On the CO tolerance of novel colloidal PdAu/carbon electrocatalysts

Abstract

The synthesis and characterization (physical and electrochemical) of novel PdAu/Vulcan XC 72 electrocatalysts are described. The catalysts were prepared via deposition and activation of preformed bimetallic colloidal precursors. Physical characterization of the catalysts involved high-resolution transmission electron microscopy and powder X-ray diffraction. Electrochemically, the PdAu-catalysts were characterized by means of the thin-film rotating disk method and by differential electrochemical mass spectrometry. H 2, CO and CO/H 2 oxidations on PdAu/Vulcan electrodes with different bulk compositions were used as probe reactions to determine the CO tolerance of this catalyst system and its physical origin.

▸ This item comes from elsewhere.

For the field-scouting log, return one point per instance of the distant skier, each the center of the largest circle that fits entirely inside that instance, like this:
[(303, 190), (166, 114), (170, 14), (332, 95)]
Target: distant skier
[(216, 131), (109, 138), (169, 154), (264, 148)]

We propose that the CO-tolerance mechanism at low overpotentials for PdAu/Vulcan electrodes is governed by both a lower CO steady-state surface coverage compared to PtRu/Vulcan due to a lower CO adsorption energy and finite CO oxidation rates, which both result in free surface sites for H 2 oxidation to take place. At elevated temperatures (60°C) this effect is more pronounced, providing more free active Pd sites for H 2 oxidation. CO/H 2 oxidation measurements (1000 and 250 ppm CO) showed the superior activity of PdAu compared with a state-of-the-art PtRu catalyst at technically relevant potentials, especially in Pd-rich alloys.